What? Yet another act of mass violence? This one very close to home …
I arrived in Boston yesterday morning, just a few hours before Logan airport was closed down due to the marathon bombings. A friend picked me up and took me straight to a local hospital so we could spend time with a mutual friend who was having her first chemotherapy treatment, for recently diagnosed Stage IV cancer.
Leaving Boston later that afternoon, we saw police cars escorting convoys of dozens of empty school buses driving into the city. It was an eerie sight, and we wondered what was going on. Perhaps some kind of disaster-response rehearsal? But it wasn’t a rehearsal, it was the real thing. (Am assuming the buses were needed to take survivors to safety)
A day later and my mind still struggles to take all of this in. It shuttles between aversion and delusion, two of the three “root poisons” in Buddhist thought – i.e. not wanting / resisting, and not knowing / ignoring.
I go on-line, looking for consolation, and come back with this piece by Pema Chodron. Ah, yes, the consolation of no-consolation! Staying with that “queasy feeling” and being able to say “this too, this too,” to Stage IV cancer and bombings and ————- (fill in the blanks).
Anxiety, heartbreak, and tenderness mark the in-between state. It’s the kind of place we usually want to avoid. The challenge is to stay in the middle rather than make us more rigid and afraid. Becoming intimate with the queasy feeling of being in the middle of nowhere only makes our hearts more tender. When we are brave enough to stay in the middle, compassion arises spontaneously. By not knowing, not only hoping to know, and not acting like we know what’s happening, we begin to access our inner strength.
Yet it seems reasonable to want some kind of relief. If we can make the situation right or wrong, if we can pin it down in any way, then we are on familiar ground. But something has shaken up our habitual patterns and frequently they no longer work. Staying with volatile energy gradually becomes more comfortable than acting it out or repressing it. This open-ended tender place is called bodhichitta. Staying with it is what heals. It allows us to let go of our self-importance. It’s how the warrior learns to love.

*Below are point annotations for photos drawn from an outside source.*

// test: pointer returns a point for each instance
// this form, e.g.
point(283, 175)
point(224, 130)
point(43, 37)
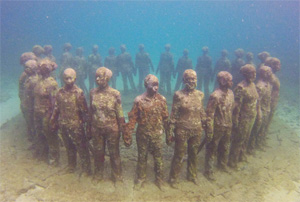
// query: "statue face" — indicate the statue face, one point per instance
point(102, 80)
point(190, 82)
point(152, 87)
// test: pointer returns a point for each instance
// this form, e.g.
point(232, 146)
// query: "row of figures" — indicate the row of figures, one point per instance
point(235, 122)
point(124, 65)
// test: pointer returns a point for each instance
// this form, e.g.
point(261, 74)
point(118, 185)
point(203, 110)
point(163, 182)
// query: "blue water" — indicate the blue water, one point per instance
point(255, 26)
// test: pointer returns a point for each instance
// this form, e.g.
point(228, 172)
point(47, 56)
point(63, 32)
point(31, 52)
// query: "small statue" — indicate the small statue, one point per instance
point(70, 115)
point(219, 125)
point(105, 126)
point(150, 112)
point(187, 120)
point(245, 110)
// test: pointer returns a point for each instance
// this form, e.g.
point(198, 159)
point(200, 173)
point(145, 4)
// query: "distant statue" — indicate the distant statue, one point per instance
point(166, 69)
point(142, 64)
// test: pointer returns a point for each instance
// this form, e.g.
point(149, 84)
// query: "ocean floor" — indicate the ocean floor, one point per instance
point(273, 175)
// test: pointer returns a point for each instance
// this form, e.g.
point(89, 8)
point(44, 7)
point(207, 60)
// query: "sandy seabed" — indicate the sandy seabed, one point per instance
point(273, 175)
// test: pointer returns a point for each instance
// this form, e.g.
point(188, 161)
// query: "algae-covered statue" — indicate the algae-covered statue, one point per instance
point(183, 63)
point(275, 65)
point(264, 89)
point(126, 67)
point(106, 123)
point(70, 115)
point(244, 115)
point(142, 63)
point(236, 66)
point(31, 70)
point(150, 112)
point(219, 125)
point(166, 69)
point(204, 70)
point(187, 120)
point(47, 146)
point(94, 62)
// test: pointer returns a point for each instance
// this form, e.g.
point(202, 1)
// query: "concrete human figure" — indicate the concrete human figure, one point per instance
point(106, 123)
point(204, 70)
point(244, 115)
point(264, 90)
point(219, 125)
point(110, 62)
point(80, 66)
point(150, 112)
point(94, 62)
point(70, 115)
point(236, 66)
point(47, 146)
point(187, 120)
point(142, 64)
point(166, 69)
point(183, 63)
point(223, 64)
point(126, 67)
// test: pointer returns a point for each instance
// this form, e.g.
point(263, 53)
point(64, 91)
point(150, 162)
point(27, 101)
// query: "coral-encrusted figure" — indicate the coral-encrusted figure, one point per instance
point(187, 120)
point(150, 112)
point(47, 146)
point(244, 114)
point(219, 124)
point(71, 115)
point(106, 122)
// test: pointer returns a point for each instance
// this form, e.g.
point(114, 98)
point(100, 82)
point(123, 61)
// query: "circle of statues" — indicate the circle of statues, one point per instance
point(234, 123)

Pema Chodron, from The Places That Scare You (Shambhala Publications)
2 thoughts on “Responding and reacting”
Yes this is interesting. I have the great good fortune of being ‘open’ 🙂 That is, it doesn’t matter what I do (as far as I can work out) I am open to others state of being and the bad things that happen in the world.
However, this does not seem to be the case for everyone? My ‘default’ response to the bombing was ‘Crikey America is so violent’, but of course any glance at Wikipedia will show you that yes it may be near the top of the homicides list but there are other countries as bad or worse:-(
However, I notice that a significant number of people are interested in things like ‘houses’ and ‘stuff’ and as long as bad stuff does not impinge they are ‘happy’. As stated initially this doesn’t seem to be the case with me.

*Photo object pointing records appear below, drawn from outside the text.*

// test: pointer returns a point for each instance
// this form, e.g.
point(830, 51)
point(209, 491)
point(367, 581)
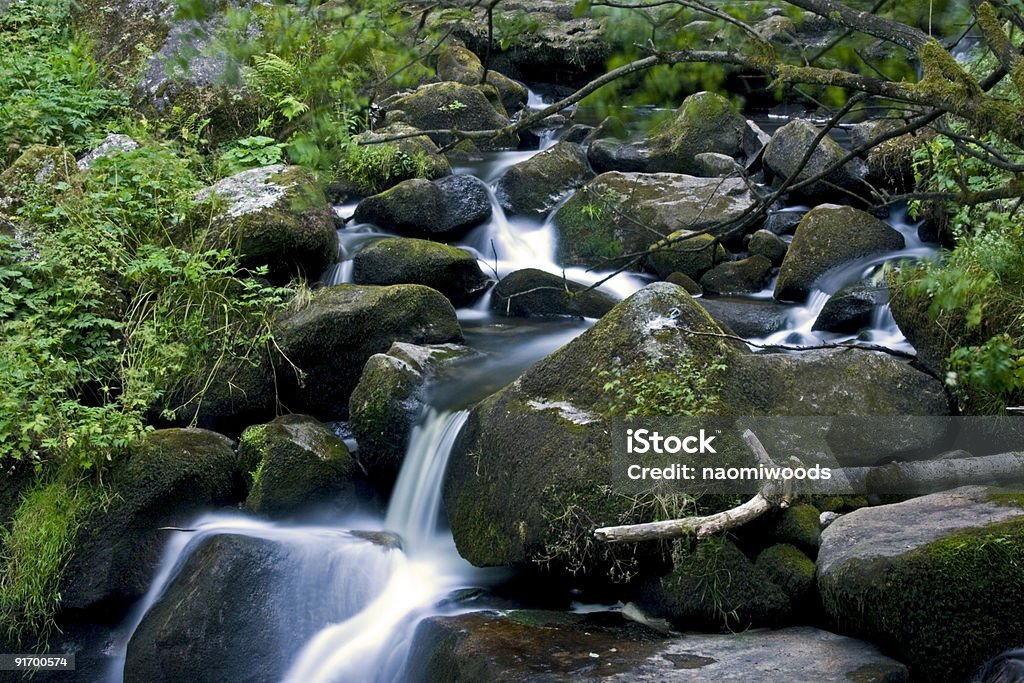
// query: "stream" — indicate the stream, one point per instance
point(361, 599)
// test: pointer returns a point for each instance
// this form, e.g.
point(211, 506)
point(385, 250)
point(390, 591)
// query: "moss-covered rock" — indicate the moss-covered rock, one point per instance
point(615, 213)
point(536, 185)
point(705, 123)
point(828, 237)
point(169, 478)
point(450, 105)
point(535, 293)
point(451, 270)
point(388, 400)
point(443, 209)
point(935, 581)
point(336, 332)
point(275, 216)
point(690, 256)
point(743, 276)
point(715, 586)
point(786, 148)
point(298, 464)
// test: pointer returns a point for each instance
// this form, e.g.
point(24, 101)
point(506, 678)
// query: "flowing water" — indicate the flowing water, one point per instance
point(360, 600)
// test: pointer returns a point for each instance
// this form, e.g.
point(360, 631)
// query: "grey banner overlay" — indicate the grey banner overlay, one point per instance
point(815, 455)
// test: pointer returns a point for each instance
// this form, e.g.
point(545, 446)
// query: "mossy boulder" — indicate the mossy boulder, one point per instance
point(451, 270)
point(298, 464)
point(714, 586)
point(615, 213)
point(521, 646)
point(691, 256)
point(705, 123)
point(389, 399)
point(450, 105)
point(336, 332)
point(936, 581)
point(742, 276)
point(786, 148)
point(530, 293)
point(829, 237)
point(275, 216)
point(540, 449)
point(535, 186)
point(167, 480)
point(443, 209)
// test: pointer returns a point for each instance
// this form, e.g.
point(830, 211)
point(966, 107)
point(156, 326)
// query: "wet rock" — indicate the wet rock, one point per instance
point(851, 309)
point(449, 105)
point(767, 244)
point(275, 216)
point(297, 463)
point(786, 148)
point(389, 399)
point(549, 647)
point(750, 274)
point(332, 337)
point(169, 478)
point(828, 237)
point(615, 213)
point(935, 581)
point(529, 293)
point(536, 185)
point(443, 209)
point(451, 270)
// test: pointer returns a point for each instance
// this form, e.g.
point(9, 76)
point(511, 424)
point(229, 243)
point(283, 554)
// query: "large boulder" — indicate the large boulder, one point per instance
point(275, 216)
point(451, 270)
point(705, 123)
point(389, 399)
point(443, 209)
point(531, 293)
point(829, 237)
point(297, 463)
point(236, 609)
point(540, 449)
point(788, 145)
point(336, 332)
point(935, 581)
point(536, 185)
point(167, 480)
point(449, 105)
point(616, 213)
point(536, 646)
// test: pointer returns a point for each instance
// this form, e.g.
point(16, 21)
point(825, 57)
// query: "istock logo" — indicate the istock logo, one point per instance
point(645, 440)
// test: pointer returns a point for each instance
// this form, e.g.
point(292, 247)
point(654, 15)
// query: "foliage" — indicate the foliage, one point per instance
point(49, 82)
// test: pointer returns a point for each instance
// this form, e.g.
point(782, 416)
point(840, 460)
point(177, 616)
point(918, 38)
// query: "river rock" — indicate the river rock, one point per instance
point(449, 105)
point(535, 186)
point(169, 478)
point(451, 270)
point(748, 275)
point(691, 256)
point(548, 647)
point(531, 451)
point(791, 142)
point(241, 607)
point(275, 216)
point(389, 399)
point(935, 581)
point(851, 309)
point(829, 237)
point(336, 332)
point(705, 123)
point(296, 464)
point(443, 209)
point(529, 293)
point(615, 213)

What I have noticed is that those people that have managed to stay open to the ‘pain’ are generally nicer to be around and more humane (you talked about ‘going down’ in another conversation).
I suppose that I believe that ‘Life is conditioned by suffering’ is a fact and it is how we respond to that fact that in effect determines our life! I was saying only yesterday that as far as the 2nd Noble Truth is concerned I feel less in the ignorance camp and more in the craving / aversion camp! Because for me (as stated above) I am ‘open’ and know I am interconnected.
But for me I know (or I believe) that there is a limit to the amount of suffering that I could cope with before I would ‘crack up’. So I have doubts about the quote ‘When we are brave enough to stay in the middle, compassion arises spontaneously.’
It could read for me ‘If we are brave enough to stay in the middle, compassion may arise spontaneously but it may depend on what we are in the middle of!’ It may be that we have to run away and reconsider things! How much pain can I deal with in reality?
The running away is surely what most people do. Perhaps the trick is to try and do it consciously and evaluate rather than unconsciously and look for nicer curtains for the spare bedroom 🙂
I appreciate all the issues you’re bringing up here. I agree that when working with intense suffering it’s often necessary to make a strategic withdrawal, and that this is not the same as running away – because it’s done with full awareness. As you say in the end, the trick does seem to be to “do it consciously and evaluate.”
I like the distinction you made between knowing (or believing) that there’s a limit to the suffering you can cope with. That’s an interesting area to me: seeing how beliefs can shape and limit my capacity, but in spite of that, how often I actually AM able to survive challenging situations. It often seems that when things get tough, inner and outer resources also get catalysed that make the situation manageable – though not always graceful or pretty!
For me, this path is about expanding boundaries, coming up against my own limits or edges and finding ways of stretching them, gently. Like mental or emotional yoga, maybe. But not forcing myself to be more caring or more kind or more compassionate, because then that starts to feel like another form of violence, in a way.